Study: Customer Service Boosts Stock Price

A study published in January 2006 in Journal of Marketing: "It is possible to beat the market consistently by investing in forms that do well on the ACSI [American Customer Satisfaction Index." Consumerist, which has a pdf copy of the article, explains, "Companies at the top 20% of the the American Customer Satisfaction Index greatly outperformed the the stock market, generating a 40% return."

Interesting. Would it be possible to beat the ASCI's quarterly schedule by ordering your own Net Promoter surveys for selected companies? Is anyone doing this already? Comments? (moderated).

Update: here's a study from London School of Economics that links Net Promoter Score and company (and stock) performance.

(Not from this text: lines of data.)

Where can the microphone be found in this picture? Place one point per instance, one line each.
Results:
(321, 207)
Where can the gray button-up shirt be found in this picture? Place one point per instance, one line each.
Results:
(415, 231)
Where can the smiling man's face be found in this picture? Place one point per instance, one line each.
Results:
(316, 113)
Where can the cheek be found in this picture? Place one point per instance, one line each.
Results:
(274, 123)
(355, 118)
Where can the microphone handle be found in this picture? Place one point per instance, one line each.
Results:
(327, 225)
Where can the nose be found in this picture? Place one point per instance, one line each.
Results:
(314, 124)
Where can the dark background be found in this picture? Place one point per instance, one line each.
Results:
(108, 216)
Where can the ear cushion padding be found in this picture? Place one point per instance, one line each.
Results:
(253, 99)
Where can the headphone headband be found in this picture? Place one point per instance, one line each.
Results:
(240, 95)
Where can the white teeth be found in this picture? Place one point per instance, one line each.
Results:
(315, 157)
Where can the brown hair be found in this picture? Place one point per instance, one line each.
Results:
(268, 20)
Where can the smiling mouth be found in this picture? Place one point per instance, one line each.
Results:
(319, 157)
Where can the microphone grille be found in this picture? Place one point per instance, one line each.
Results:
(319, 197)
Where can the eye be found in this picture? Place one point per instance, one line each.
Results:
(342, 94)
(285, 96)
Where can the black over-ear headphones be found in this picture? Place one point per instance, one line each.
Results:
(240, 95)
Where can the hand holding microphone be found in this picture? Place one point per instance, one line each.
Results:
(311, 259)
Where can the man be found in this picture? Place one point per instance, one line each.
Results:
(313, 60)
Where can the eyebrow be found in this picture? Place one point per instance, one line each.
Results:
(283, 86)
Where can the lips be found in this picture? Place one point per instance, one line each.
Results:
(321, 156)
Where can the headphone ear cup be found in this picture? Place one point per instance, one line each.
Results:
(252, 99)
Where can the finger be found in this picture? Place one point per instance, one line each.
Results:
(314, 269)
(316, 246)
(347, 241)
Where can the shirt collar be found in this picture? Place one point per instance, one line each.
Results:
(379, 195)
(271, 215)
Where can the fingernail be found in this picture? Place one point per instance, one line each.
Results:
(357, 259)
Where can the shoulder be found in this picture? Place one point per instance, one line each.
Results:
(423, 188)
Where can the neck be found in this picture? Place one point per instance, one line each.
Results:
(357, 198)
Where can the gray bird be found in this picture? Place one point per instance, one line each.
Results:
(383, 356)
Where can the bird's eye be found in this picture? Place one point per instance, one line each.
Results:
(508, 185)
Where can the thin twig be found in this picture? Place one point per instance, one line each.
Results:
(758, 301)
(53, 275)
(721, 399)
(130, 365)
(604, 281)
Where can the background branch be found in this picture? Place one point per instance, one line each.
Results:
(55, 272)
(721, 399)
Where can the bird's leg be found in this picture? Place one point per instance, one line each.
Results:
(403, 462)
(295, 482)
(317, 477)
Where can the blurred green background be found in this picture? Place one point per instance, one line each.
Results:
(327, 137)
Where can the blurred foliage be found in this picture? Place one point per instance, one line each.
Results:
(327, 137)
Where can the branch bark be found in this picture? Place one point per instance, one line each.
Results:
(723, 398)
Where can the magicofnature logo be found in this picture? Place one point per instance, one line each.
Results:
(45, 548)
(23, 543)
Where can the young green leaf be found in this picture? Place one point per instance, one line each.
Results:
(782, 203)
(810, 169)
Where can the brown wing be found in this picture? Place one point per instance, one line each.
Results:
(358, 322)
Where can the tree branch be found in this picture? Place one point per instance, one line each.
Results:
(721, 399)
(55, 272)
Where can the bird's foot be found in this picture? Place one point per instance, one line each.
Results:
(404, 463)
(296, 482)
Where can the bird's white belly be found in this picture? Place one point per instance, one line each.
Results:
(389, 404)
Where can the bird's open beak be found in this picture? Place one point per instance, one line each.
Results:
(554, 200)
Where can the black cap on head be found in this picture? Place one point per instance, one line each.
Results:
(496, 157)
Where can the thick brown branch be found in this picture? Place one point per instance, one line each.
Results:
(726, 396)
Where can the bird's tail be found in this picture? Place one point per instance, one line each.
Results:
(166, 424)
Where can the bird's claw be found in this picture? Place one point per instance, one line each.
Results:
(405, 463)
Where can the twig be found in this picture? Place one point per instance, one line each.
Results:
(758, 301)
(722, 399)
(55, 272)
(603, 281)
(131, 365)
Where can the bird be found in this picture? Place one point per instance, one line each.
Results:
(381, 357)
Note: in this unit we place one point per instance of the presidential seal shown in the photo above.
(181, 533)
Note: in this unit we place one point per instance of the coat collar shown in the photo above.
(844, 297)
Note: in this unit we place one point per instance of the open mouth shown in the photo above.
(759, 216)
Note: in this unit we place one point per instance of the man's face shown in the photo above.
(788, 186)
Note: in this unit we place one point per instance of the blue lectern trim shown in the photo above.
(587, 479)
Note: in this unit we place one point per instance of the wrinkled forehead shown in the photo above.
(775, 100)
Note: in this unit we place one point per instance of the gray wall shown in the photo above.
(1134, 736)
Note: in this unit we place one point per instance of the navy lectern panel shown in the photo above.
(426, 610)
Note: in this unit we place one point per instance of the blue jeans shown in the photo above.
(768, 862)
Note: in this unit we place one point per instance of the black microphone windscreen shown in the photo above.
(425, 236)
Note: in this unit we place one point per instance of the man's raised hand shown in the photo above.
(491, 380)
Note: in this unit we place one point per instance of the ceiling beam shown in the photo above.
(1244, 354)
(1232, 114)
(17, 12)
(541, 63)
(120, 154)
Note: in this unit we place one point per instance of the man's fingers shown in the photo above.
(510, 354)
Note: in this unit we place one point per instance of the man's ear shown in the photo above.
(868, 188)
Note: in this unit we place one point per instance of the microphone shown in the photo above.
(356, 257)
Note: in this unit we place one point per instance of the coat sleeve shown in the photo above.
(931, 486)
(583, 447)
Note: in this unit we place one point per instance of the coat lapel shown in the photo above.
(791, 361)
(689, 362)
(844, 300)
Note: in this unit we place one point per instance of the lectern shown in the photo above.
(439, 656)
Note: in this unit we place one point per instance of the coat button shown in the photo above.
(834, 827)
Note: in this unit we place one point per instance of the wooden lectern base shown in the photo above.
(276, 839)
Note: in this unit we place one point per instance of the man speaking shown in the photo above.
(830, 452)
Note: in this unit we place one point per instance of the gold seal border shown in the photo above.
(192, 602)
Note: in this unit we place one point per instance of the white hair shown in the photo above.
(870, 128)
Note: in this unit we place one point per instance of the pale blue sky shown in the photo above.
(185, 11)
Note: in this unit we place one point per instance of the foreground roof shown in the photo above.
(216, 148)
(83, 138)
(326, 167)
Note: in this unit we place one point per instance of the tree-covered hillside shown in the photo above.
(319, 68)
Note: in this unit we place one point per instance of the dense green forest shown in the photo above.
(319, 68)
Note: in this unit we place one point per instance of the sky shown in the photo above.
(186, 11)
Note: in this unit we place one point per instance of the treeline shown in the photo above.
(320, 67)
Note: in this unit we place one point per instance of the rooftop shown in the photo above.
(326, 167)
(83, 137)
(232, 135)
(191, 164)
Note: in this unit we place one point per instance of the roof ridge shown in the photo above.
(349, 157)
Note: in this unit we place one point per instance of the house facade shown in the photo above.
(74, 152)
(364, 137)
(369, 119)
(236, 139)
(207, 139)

  1. This is not precisely what you were asking, but Motley Fool referenced Net Promoter in an article called "Companies You Should Buy Right Now article":

    "What makes a great company? That's the rub. There can be a lot of ways to measure greatness. eBay (Nasdaq: EBAY) and Southwest Airlines (NYSE: LUV), for example, have high net promoter scores."

    Here is a link to the article:

  2. Very interesting blog. An investment strategy based on NPS won't work. In fact, look closely at the London School of Economics paper. They measure revenue growth in 2004 and then did a study in the summer of 2005 to measure NPS. A major flaw in their research. If anything, the best assumption you could come up with is that revenue growth drives NPS.

    How could you use data like that in an investment strategy. If that is the best data they can come up with, that tells us a lot.

    There is enormous financial evidence published on the predictive capabilities of the ACSI.